Independent media organisations in Malta face threats and financial difficulties, even as the two major political parties operate the largest newsgroups, resulting in pluralism in Malta being placed at “high risk”.
Reviewing Malta’s local media and the challenges journalists face, a country report by the Centre for Media Pluralism and Media Freedom, prepared by the European University Institute, has found worrying results in areas such as political independence, media funding and editorial autonomy, among others.
It also draws attention to how, two and a half years after the assassination of journalist Daphne Caruana Galizia, a chilling effect continues among the media in Malta.
The overall results of the report indicate that, despite the general overview, the freedom of the press in Malta remains at “medium risk”, but there are indicators pointing towards “worrying high risk levels”.
The high risk areas also relate to the deficiencies in the effective implementation of the Freedom of Information Act, a lack of transparency in the treatment of whistleblowers, appointment procedures for the Broadcasting Authority and the ongoing developments in the case of the murdered journalist, Caruana Galizia.
Additionally, the report mentions the difficulties journalists encounter when requesting government information. As recently pointed out in an article by The Shift, the government has stock replies at the ready for questions from the media. On most occasions, ignoring emails is the government’s most commonly used tactic.
One newsroom cited in the study reported that 80% of the requests made to the government remain unanswered.
“With continuing investigations by independent journalists into high level corruption, it is safe to say that those in the profession feel threatened and this, in turn, has an impact on the media’s capacity to operate freely in Malta,” the report states.
The report also refers to an investigation carried out by The Shift which shows how those investigative journalists critical of the State are often the subject of hate campaigns run by State-sanctioned online hate groups.
Additionally, ownership of media organisations remains a major issue.
“It is problematic that Party media are not held to standards of fair and unbiased reporting, thus exacerbating the situation of one-sided partisanship, with damaging effects on the wider Maltese media landscape,” according to the report.
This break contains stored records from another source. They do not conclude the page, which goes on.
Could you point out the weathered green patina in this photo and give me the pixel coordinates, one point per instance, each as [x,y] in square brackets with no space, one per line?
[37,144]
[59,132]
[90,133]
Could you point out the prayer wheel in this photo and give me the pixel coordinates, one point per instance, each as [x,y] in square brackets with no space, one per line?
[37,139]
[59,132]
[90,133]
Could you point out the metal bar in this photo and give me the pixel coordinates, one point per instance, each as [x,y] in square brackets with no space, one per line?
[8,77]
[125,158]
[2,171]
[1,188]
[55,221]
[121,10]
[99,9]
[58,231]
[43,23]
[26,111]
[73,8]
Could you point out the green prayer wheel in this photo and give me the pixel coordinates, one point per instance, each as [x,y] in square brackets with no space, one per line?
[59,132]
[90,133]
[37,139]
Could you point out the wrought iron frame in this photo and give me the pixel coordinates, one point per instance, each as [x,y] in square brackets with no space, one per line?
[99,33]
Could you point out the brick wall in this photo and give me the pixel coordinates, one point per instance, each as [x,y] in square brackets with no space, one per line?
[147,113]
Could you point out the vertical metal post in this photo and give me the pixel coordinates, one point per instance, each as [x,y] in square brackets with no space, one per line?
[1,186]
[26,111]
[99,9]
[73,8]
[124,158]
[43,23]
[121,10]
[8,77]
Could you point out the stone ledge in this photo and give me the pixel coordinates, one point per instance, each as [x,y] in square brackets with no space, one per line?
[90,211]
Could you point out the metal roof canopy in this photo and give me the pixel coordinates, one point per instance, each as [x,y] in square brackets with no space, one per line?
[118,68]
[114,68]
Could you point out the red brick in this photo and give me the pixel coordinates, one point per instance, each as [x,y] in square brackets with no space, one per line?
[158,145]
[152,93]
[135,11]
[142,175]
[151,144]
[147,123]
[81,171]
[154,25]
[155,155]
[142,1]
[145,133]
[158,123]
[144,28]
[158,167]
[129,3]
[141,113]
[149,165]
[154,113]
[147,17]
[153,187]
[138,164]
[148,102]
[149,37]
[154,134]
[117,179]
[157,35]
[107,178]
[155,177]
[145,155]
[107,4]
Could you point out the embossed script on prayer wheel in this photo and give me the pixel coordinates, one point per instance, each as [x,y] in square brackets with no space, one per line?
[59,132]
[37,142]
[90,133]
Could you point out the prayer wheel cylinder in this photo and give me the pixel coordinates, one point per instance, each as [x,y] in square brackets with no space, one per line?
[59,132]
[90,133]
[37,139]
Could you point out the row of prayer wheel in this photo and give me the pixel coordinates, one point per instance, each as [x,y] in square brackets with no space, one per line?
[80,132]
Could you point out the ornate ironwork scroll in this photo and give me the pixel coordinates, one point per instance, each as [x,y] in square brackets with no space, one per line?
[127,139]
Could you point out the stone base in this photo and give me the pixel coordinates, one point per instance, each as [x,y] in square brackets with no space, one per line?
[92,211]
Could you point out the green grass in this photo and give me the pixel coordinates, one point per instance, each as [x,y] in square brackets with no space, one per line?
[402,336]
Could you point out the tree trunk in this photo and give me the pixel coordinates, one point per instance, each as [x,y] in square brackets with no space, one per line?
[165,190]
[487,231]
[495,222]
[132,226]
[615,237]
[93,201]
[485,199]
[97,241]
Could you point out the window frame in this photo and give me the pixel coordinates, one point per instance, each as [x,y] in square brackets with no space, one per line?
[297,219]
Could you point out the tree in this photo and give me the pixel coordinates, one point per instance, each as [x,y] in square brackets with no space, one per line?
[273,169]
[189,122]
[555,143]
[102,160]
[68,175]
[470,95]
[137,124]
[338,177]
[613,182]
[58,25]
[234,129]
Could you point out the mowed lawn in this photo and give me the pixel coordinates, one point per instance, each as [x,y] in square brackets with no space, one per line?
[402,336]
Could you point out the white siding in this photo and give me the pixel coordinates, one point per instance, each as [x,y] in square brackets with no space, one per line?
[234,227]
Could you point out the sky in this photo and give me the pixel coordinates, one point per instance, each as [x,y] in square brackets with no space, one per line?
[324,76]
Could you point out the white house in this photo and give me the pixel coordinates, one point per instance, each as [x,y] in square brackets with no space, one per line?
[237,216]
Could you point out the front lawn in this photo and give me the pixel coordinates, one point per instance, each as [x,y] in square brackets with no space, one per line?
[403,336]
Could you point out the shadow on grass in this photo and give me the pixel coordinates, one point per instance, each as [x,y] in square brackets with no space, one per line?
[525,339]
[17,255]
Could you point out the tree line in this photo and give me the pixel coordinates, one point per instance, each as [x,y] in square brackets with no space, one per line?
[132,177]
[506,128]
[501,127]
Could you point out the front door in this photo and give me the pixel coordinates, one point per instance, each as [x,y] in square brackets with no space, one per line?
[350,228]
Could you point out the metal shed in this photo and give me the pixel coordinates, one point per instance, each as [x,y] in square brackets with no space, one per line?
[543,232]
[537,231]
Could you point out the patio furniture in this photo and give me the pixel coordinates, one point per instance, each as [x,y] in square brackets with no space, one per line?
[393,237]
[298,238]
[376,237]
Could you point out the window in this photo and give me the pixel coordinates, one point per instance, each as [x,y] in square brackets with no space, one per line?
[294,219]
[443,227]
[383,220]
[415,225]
The fact that there is no law that makes government office incompatible with media ownership and with political parties, including those in government, and that those in government are expressly permitted to own, control or be editorially responsible for nationwide television and radio services, under certain conditions, is worrying.
“Furthermore,” notes the report, “the ex-Prime Minister’s (Joseph Muscat) Chief of Staff, Keith Schembri, had commercial outlets (Kasco Group of Companies) that supplied local media houses with, for example, newsprint. As reported by Caruana Galizia in 2017, Schembri also had a business relationship with the ex-Times of Malta General Manager, Adrian Hillman, who resigned from his post following the revelations”.
Despite the shock following Caruana Galizia’s assassination, a number of media outlets have “since risen to the occasion and produced some sterling work.
The report states: “It is also worth noting that, just like Caruana Galizia, independent media platforms, including The Shift News, Times of Malta, The Malta Independent and political blogger Manuel Delia, are still being served with Strategic Lawsuits against Public Participation (SLAPP) actions lodged in third countries,” it was written.
Another worrying factor mentioned in the report is the lack of media representation and media access for minorities residing in Malta. In fact, the lack of access to the media by minorities is listed as a maximum high risk factor.
“There are no legally recognised minorities in Malta. Subsequently, there are no specific provisions relating to access to airtime for such groups. However, one cannot ignore the fact that there are minorities in Malta and, consequently, their lack of visibility on local media is not conducive to promoting acceptance and integration,” the report noted.
Another high risk factor is the online platforms’ concentration and enforcement of competition. The study additionally reports that there is a lack of data, with regards to advertising and audience concentration, and no specific regulation in the market.
Further, media organisations have reported a decrease in revenue, and there is no official data documenting the employment of journalists in the local media sector.
It also mentions how, despite having the IGM listing commission-based articles as a breach of ethics, it is common knowledge that particular entities apply pressure on newsrooms, threatening to cancel advertising.
“There are, however, a number of independent media outlets who have very strict procedures which they implement with commitment, since they value credibility over loss of income,” the report added.
The report also mentions how independent media newsrooms, such as The Shift, Times of Malta, Newsbook and Lovin Malta, make a concerted effort to have gender-balanced participation, but female participation in current affairs programmes remains low.
“The visual is essentially reinforcing the notion that ‘serious’ debate is predominantly the remit of men, and that women participating in this arena are the exception, unless the topic under discussion is directly related to ‘women’s issues’
“The level of misogyny online is evident, as seen in coordinated Facebook hate groups, as reported by The Shift News. Daphne Caruana Galizia, herself, was subject to decades of a strategic hate campaign of dehumanisation, leading up to her murder. This has been extended to any criticism levelled towards the government, as well as the leader of the Opposition,” according to the report.